Social Organization. The Tauade are divided into a number of autonomous named groups inhabiting the spurs Between major streams on the side of the valleys. It is convenient to refer to these groups as "tribes," and their average population is about 200. Tribes are divided into several named clans, who live dispersed in hamlets—usually about five or six in each tribe. Hamlets comprise groups of brothers, often with their fathers and mothers if these are still alive, and these groups are linked by cognatic and affinal ties or by friendship alone. Men frequently move from one hamlet to another and to other tribes, but there are norms of cooperation between hamlet members and fighting is rare. Relations between members of different hamlets are frequently hostile.
Political Organization. In each hamlet there is at least one big-man with his supporters, who may include agnates, cognates, affines, and friends. The functions of the big-man are to coordinate ceremonies, to make speeches, and to give generously, and in each tribe there is a senior clan whose leading big-man traditionally was responsible for conducting peace negotiations with other tribes when warfare occurred. While the status of big-man is not inherited and depends on personal qualities, it has a strong hereditary component, and in many cases big-men are the sons, grandsons, or nephews of former big-men, whose places they are said to take. Ceremonial exchange of pork is very important in Tauade society, and big-men take a leading part in this practice, but they are not the managerial figures described in the ethnography of highland New Guinea. Some of them were war leaders, but this position was not essential to becoming a big-man. At the other end of the social scale are "rubbish men," who are Usually bachelors (because they are unable to attract wives), poor, and regarded as mean and useless members of society. In traditional times, they were killed with relative impunity, unlike the big-men whose deaths always produced large-scale vengeance.

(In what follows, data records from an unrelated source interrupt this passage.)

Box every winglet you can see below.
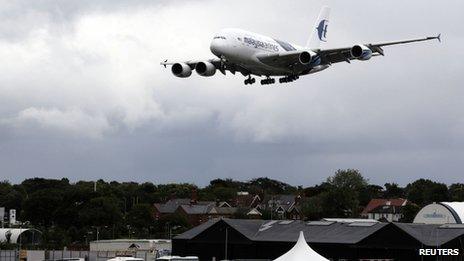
[160,59,168,68]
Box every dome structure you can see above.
[414,202,464,224]
[274,232,329,261]
[0,228,42,244]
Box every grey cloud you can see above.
[0,1,464,185]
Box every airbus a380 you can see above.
[161,7,441,85]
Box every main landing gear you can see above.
[245,76,256,85]
[279,76,299,83]
[261,77,275,85]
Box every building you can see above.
[234,191,261,209]
[172,219,464,261]
[256,195,304,220]
[90,239,171,252]
[414,202,464,224]
[154,198,239,226]
[361,198,408,222]
[0,228,42,246]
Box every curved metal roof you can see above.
[0,228,41,243]
[440,202,464,224]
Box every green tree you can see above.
[321,169,368,217]
[79,197,122,227]
[406,179,449,206]
[301,195,325,220]
[126,204,154,236]
[22,189,63,226]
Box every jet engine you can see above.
[351,45,372,61]
[195,62,216,77]
[171,63,192,78]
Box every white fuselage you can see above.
[210,29,326,76]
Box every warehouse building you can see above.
[414,202,464,224]
[172,219,464,260]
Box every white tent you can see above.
[274,232,329,261]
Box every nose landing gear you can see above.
[261,77,275,85]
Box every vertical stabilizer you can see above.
[306,6,330,49]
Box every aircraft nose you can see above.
[209,40,224,57]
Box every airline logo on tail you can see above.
[316,20,329,42]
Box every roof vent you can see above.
[306,221,335,226]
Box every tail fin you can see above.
[306,6,330,49]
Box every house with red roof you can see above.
[361,198,408,222]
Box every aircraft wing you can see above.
[315,35,441,64]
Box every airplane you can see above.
[161,6,441,85]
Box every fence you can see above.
[0,250,156,261]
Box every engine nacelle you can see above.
[195,62,216,77]
[351,45,372,61]
[299,51,317,65]
[171,63,192,78]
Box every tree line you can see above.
[0,169,464,249]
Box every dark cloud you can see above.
[0,0,464,185]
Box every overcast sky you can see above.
[0,0,464,186]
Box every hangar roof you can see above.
[175,219,464,246]
[176,219,388,244]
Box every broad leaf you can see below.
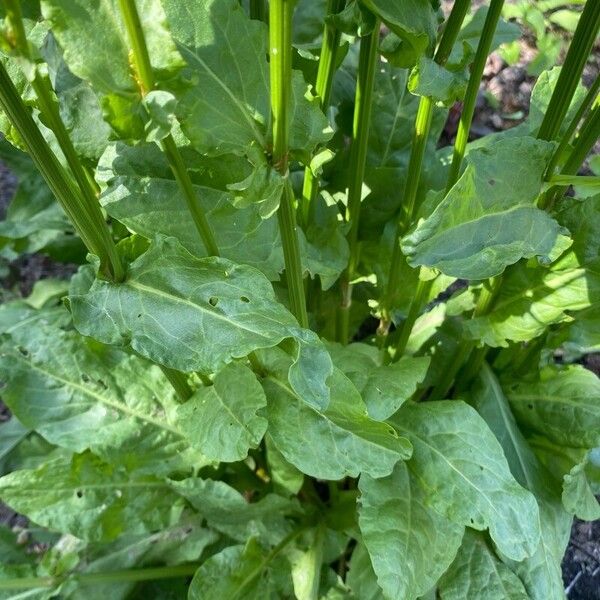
[163,0,330,164]
[506,365,600,448]
[70,238,331,406]
[0,324,206,474]
[328,344,429,421]
[265,434,304,495]
[0,453,184,541]
[358,463,464,600]
[448,6,521,68]
[438,529,529,600]
[363,0,436,66]
[0,141,73,258]
[176,363,267,462]
[346,542,384,600]
[169,477,299,543]
[41,0,184,137]
[188,538,288,600]
[465,196,600,346]
[392,401,540,560]
[472,364,571,600]
[408,56,468,106]
[98,143,283,280]
[402,137,562,279]
[263,346,411,479]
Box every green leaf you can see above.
[465,196,600,346]
[41,35,111,163]
[328,344,430,421]
[506,365,600,448]
[0,324,206,474]
[447,6,521,68]
[163,0,330,164]
[176,363,267,462]
[363,0,436,66]
[169,477,300,543]
[265,434,304,495]
[392,400,540,560]
[188,538,282,600]
[471,364,572,600]
[408,56,468,106]
[562,454,600,521]
[438,529,529,600]
[402,137,562,279]
[346,542,384,600]
[360,63,447,239]
[70,238,331,406]
[41,0,184,137]
[0,140,73,258]
[61,513,218,600]
[0,453,183,541]
[0,418,31,462]
[98,143,283,281]
[263,346,411,479]
[358,462,464,600]
[527,67,587,139]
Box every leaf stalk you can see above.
[300,0,346,226]
[269,0,308,327]
[446,0,504,194]
[338,20,379,344]
[538,0,600,141]
[119,0,219,256]
[378,0,471,346]
[0,563,200,590]
[0,63,125,282]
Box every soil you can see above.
[0,8,600,600]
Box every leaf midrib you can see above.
[13,353,185,439]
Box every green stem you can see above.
[277,178,308,327]
[159,365,194,401]
[161,134,219,256]
[446,0,504,193]
[338,20,379,344]
[392,279,435,362]
[4,0,98,204]
[379,96,433,339]
[230,528,306,600]
[0,63,125,281]
[429,276,502,400]
[269,0,308,327]
[538,0,600,140]
[119,0,219,256]
[301,0,346,226]
[0,564,199,590]
[250,0,269,23]
[378,0,471,344]
[538,101,600,210]
[546,75,600,179]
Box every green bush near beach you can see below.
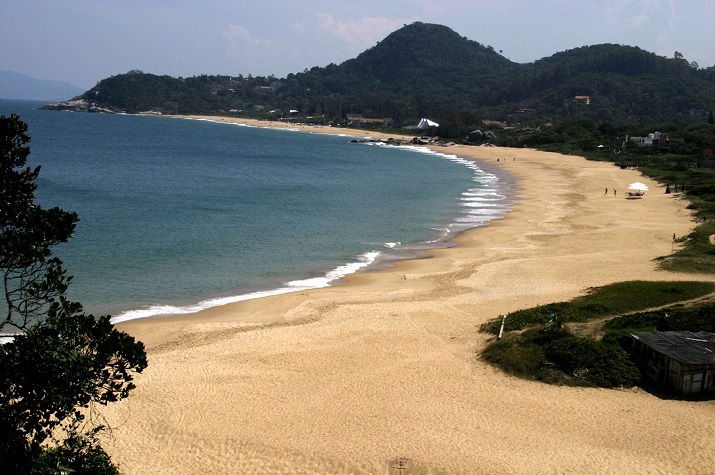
[480,281,715,388]
[479,281,715,335]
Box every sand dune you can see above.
[103,121,715,475]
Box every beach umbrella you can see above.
[628,181,648,191]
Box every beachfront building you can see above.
[631,331,715,396]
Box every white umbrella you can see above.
[628,181,648,191]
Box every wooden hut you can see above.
[631,332,715,396]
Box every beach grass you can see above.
[481,281,715,388]
[480,280,715,335]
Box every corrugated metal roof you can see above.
[631,332,715,364]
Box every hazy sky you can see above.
[0,0,715,89]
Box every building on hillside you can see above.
[630,331,715,396]
[573,96,591,105]
[626,132,685,147]
[698,139,715,168]
[482,119,506,127]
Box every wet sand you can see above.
[103,118,715,475]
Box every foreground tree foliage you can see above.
[0,115,147,474]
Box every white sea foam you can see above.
[112,251,381,323]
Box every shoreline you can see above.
[106,116,517,324]
[102,118,715,474]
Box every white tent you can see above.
[417,118,439,129]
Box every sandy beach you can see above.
[101,117,715,475]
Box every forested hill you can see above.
[43,23,715,124]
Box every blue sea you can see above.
[0,100,511,321]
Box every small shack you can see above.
[631,331,715,396]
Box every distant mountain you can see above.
[42,22,715,127]
[0,71,84,101]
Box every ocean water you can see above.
[0,101,511,321]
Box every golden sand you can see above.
[103,118,715,475]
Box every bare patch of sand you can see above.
[105,119,715,475]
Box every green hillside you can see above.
[44,22,715,126]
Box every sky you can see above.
[0,0,715,89]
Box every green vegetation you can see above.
[0,115,147,474]
[480,282,715,388]
[479,281,715,335]
[49,22,715,128]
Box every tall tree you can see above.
[0,115,147,474]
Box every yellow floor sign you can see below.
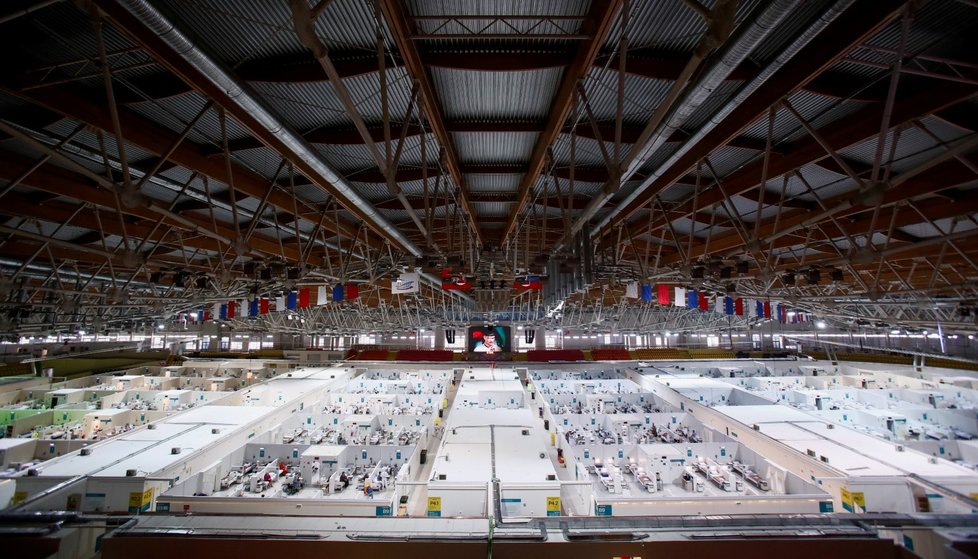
[428,497,441,516]
[547,497,560,516]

Social Control. Big-men have no judicial authority, and while they may be able to persuade a supporter to pay compensation, they have no authority to settle disputes. Disagreements are extremely frequent, since the Tauade are very sensitive to insult, and there was a high level of violence in the traditional society over pigs, women, theft, and other provocations. In the case of disputes within the family, the relatives of the husband and wife may try to make peace, and residence in the same hamlet restrains disputes fairly effectively. A man's fellow residents will support him if he has a dispute with someone of another hamlet or of a different tribe, and they may even accompany him if he goes to get redress for a stolen wife or pig. They will also put pressure on him to pay compensation if he is the guilty party in a dispute, and they do not feel obliged to risk a fight to defend him in such cases. If a man is injured in some way, he may take immediate physical revenge, delay retribution for years, or ask for compensation. In the case of adultery, such compensation is often paid, but there is no way of legally enforcing claims to compensation except through government courts. Those who are on bad terms avoid one another and live in different hamlets, and these hostilities are often long-standing, so that when the Tauade are asked why they do not live in a single village—which would be quite practicable—they reply "because of our ancestors." In the case of homicide, the murderer often flees to his wife's or mother's tribe and stays there until tempers cool, at which time he offers compensation; if this restitution is accepted he may return to his own tribe.
Conflict. In the traditional society, the murder rate was approximately 1 in 200 per year or even higher, and there was almost as much killing, violence, and theft within the tribes as there was between them. Proximity was the principal cause of this: adjacent tribes on the same side of a river fought most often; tribes on opposite sides of a river fought less; and tribes on opposite sides of the forested mountain ridges fought least. A man who had killed another was entitled to wear a shell homicide emblem on his forehead, and this medal was much admired by women. A man might take vengeance against any member of a tribe that had killed a member of his own tribe (or one of his friends or relatives in any other tribe) so that there were many occasions for vengeance. Those selected as victims were usually weak or insignificant persons whose killing could be readily settled by an offer of compensation; grudges were remembered for many years. The killing of a big-man could start full-scale war between tribes, in which hamlets were burned, gardens destroyed, and many deaths inflicted. Members of a tribe that was losing such a war might disperse to live with their relatives in neighboring tribes, and it was common to show hospitality to those driven out of their tribal land. But tribes usually returned to their land after a year or two, and land conquest was not a feature of Tauade warfare. The bodies of slain enemies from other tribes were often eaten, or they were mutilated to cause distress to their relatives.